The manifolds were generated in Mathematica as level surfaces in small 4-spheres (taking random function f,g). I had just obtained the Tensegrity model yesterday which appears in the intro part of the movie. The stable configuration of this object is a natural critical point of a potential function f on a 4-manifold (3 translations and one twist rotation parameter). If we constrain on g=0, where g is the angle. then we have a Lagrange constraint situation and deal with a critical point of a function on a 3-manifold. This is what are doing here in the discrete. Multivariable calculus and much of differential geometry almost collapses to tautologies in the discrete.

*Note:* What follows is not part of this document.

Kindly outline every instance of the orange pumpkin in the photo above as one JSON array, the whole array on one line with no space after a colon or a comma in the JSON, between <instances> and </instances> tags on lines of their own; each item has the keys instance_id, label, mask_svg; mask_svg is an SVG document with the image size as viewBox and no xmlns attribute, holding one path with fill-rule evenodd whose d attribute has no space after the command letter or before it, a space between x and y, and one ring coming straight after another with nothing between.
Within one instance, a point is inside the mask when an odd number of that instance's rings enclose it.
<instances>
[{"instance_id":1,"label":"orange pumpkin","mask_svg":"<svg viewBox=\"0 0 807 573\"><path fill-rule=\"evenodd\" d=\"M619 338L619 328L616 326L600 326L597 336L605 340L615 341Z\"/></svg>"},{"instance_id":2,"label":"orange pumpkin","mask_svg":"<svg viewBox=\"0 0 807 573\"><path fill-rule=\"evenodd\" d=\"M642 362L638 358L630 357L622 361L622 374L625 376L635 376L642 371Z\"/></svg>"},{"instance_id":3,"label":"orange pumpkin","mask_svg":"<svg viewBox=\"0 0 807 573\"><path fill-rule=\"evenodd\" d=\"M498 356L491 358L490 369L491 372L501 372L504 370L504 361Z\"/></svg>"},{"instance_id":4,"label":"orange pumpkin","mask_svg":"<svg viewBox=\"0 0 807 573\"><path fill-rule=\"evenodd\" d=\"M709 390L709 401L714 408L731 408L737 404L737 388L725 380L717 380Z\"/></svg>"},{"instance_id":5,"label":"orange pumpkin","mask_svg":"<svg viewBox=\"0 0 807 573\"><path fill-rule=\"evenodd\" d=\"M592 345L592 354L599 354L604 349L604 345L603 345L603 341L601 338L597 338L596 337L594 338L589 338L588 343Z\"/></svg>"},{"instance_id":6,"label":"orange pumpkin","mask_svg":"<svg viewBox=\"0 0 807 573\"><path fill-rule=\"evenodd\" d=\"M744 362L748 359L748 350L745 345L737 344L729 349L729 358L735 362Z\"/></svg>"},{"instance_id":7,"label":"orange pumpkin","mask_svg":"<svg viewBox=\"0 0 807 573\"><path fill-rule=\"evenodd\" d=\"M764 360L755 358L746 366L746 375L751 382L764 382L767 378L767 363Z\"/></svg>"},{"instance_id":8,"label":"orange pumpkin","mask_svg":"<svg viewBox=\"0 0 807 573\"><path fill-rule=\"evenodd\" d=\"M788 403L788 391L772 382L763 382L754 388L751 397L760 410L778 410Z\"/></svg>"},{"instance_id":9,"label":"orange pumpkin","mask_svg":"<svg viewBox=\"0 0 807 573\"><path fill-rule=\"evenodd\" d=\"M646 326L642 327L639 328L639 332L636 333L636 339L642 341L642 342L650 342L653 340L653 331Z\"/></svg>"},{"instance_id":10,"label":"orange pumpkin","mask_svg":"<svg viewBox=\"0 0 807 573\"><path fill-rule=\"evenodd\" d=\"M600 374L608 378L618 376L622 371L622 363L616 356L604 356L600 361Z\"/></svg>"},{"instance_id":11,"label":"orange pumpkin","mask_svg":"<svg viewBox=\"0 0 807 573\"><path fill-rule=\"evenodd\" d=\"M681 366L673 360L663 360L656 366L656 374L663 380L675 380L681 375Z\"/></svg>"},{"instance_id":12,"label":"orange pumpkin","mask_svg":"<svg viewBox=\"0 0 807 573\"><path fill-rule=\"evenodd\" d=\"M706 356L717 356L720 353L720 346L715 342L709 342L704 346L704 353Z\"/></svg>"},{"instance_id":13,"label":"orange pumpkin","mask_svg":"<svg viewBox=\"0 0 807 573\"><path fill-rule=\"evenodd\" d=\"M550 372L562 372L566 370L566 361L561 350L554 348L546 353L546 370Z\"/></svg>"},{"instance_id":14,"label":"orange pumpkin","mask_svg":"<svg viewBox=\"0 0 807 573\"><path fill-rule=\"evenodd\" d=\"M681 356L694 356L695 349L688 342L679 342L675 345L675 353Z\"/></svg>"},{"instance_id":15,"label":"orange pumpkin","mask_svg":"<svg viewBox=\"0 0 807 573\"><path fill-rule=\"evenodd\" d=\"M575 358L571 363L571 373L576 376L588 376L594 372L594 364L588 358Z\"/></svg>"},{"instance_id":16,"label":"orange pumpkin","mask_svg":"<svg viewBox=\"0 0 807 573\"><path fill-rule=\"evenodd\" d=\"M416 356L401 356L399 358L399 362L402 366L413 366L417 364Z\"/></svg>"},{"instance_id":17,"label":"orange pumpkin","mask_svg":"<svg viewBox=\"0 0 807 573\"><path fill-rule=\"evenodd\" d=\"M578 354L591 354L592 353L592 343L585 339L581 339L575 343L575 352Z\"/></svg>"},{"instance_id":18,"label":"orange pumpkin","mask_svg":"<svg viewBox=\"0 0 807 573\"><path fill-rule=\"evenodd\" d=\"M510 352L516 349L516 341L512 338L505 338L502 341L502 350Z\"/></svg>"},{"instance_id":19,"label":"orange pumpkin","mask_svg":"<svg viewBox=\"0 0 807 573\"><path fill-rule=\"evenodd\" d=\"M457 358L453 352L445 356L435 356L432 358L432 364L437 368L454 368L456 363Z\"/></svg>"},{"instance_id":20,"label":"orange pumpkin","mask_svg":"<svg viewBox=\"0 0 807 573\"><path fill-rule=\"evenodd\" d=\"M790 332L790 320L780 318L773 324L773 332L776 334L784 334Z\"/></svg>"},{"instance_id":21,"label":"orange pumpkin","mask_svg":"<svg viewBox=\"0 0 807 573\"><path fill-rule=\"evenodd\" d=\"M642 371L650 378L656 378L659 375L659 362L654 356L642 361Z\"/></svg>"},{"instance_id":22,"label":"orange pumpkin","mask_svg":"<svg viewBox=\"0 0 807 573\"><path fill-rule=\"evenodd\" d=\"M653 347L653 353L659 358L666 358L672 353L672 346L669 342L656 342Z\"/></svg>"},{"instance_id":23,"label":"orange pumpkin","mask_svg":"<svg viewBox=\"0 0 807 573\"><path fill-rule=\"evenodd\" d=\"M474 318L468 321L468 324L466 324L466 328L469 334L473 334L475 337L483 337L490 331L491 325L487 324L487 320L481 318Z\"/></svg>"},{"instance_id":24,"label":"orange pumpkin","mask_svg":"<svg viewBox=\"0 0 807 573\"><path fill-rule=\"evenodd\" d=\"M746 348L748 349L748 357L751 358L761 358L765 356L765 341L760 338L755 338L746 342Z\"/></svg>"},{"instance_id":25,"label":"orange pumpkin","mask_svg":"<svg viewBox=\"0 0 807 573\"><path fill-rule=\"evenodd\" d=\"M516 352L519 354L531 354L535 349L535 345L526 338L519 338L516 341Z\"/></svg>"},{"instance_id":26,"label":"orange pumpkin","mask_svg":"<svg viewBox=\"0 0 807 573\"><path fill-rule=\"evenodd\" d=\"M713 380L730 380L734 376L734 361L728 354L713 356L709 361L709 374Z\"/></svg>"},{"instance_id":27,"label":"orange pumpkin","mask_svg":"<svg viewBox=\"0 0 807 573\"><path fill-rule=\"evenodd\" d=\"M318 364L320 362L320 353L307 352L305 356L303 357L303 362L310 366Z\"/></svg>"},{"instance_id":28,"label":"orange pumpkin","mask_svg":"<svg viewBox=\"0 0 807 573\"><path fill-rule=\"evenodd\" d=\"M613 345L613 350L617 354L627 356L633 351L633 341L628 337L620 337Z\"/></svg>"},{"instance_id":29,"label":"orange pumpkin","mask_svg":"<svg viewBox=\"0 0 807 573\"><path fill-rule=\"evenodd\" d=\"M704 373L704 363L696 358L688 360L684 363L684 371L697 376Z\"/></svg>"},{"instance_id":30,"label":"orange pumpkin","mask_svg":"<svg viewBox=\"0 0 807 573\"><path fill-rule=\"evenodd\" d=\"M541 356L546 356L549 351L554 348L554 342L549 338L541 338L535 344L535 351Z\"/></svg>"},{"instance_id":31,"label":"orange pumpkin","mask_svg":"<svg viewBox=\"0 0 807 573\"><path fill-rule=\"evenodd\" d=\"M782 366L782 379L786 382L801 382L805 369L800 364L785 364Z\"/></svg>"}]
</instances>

This can be seen when looking at theorems like Gauss-Bonnet or Poincare-Hopf or the Brower Lefshetz fixed point theorem. When I taught Math 22 (in the good old times when it was still possible to teach an original math course at Harvard). I would dedicate 2 proof lectures to discrete calculus which means covering Green,Stokes and Gauss in a graph theoretical frame work. See the easter bunny lecture. More than 10 years ago, in the spring of 2013, I presented single variable calculus including the fundamental theorem of calculus and Taylor’s theorem in 20×20 seconds. See “If Archimedes would have known functions”. See the text to this talk. I took pride then in to be able to cram the essence of single variable calculus into one page and the essence of multi-variable calculus into one page. This was possible because one does in the discrete not have to be distracted by notions like limit. If you put yourself into the mind of the creator of the word who has to decide in a split second (like the Planck time seconds) how to create the word, then realize that working with the continuum is too complicated. The creator anticipated the agonies of zillions of creatures all over the universe having to learn continuum calculus and the decision was made to keep everything finite and discrete and behold, it worked. And the creator looked upon all that was made and it was very good.